Bresch, who started out in a low-level position in quality control at one of the company’s factories, is the first female head of a large pharmaceutical company. She made a name for herself by turning the EpiPen — once an obscure injection device for allergy sufferers that she calls her “baby” — into a blockbuster billion-dollar drug. But the 47-year-old has found herself in the hot seat in recent weeks as consumers and lawmakers have expressed outrage over the rising cost of the drug and have called for investigations into the company’s pricing practices.

While the mounting attacks may be enough to unnerve even the hardened chief executive, Bresch has a longer history than most of dealing with such issues and coming out (mostly) unscathed.

In fact, Fortune, in a tough profile, once described her career as being full of “ethically messy mishaps and public relations gaffes.” At least two involve her own father, Sen. Joe Manchin III, D-W.Va.

The most scandalous incident occurred in 2008 shortly after she was named the company’s chief executive and involved the master’s degree in business administration from West Virginia University that was listed on her resume. It turns out she never got it. An investigation by the school, prompted by a newspaper report, found that some administrators had added courses and grades to her transcript to make it look as if she had completed the required coursework.

The incident made headlines across the state because her father was governor at the time and the school’s president, Mike Garrison, was a longtime family friend and former business associate.

The controversy blew over quickly for Bresch, and she remained chief executive, but Garrison and a slew of other administrators resigned from their positions following expressions of no confidence from students, faculty and alumni.

In 2015, Bresch caused another firestorm when she merged Mylan with a company in the Netherlands. The transaction is known as a “tax inversion” and involves joining with a foreign entity to move a legal corporate headquarters abroad. Doing so provides a major advantage: trading U.S. corporate taxes, which at 39 percent are among the highest in the world, for a tax bill from a different country that is presumably less.

Such moves are so unpopular with the American public that only a handful of U.S. companies have attempted them. Members of Congress — including her father — denounced such tactics as undermining the U.S. economy.

Then there’s the matter of Bresch’s salary and other perks, which are unusually high, even in this era of crazy compensation for company executives.

“EpiPen prices aren’t the only thing to jump at Mylan,” NBC News reported. According to Securities and Exchange Commission filings, Bresch’s total compensation went from $2,453,456 to $18,931,068 from 2007 to 2015. That’s a striking 671 percent increase. That period coincides with the time when Mylan acquired the rights to EpiPens and steadily hiked the average wholesale price from about $55 to $320.

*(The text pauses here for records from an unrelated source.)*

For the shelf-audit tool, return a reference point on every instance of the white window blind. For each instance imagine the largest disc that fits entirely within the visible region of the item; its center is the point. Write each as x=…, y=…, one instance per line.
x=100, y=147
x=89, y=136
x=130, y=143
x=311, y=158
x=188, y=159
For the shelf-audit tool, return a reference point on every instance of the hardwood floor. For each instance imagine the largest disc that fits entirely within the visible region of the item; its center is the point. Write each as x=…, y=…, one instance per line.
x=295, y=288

A standard 2-pack now costs between $600 to $700. The price has prompted outrage among many consumers who have taken to social media to complain that they can no longer afford the potentially lifesaving medicine.

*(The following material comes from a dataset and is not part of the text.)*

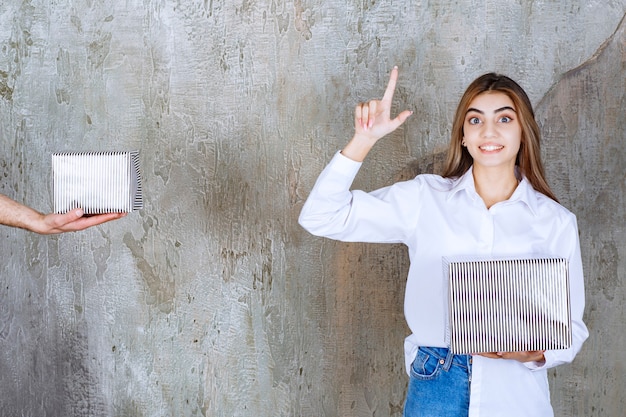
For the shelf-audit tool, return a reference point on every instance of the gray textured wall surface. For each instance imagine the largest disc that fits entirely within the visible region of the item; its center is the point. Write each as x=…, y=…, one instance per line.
x=212, y=301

“A trip to the ER is now cheaper. HOW CAN THIS BE??” one woman tweeted on Wednesday. Actress Mia Farrow weighed in: “Grandchild w severe allergies needs life saving #Epipen. Cost has soared. Luckily we can pay the $600. Impossible for many scared parents.”

The contrast between Bresch’s lavish lifestyle — her signature designer five-inch stilettos for example — and those of ordinary families struggling to afford the drugs her company sells is a theme that has come up again and again.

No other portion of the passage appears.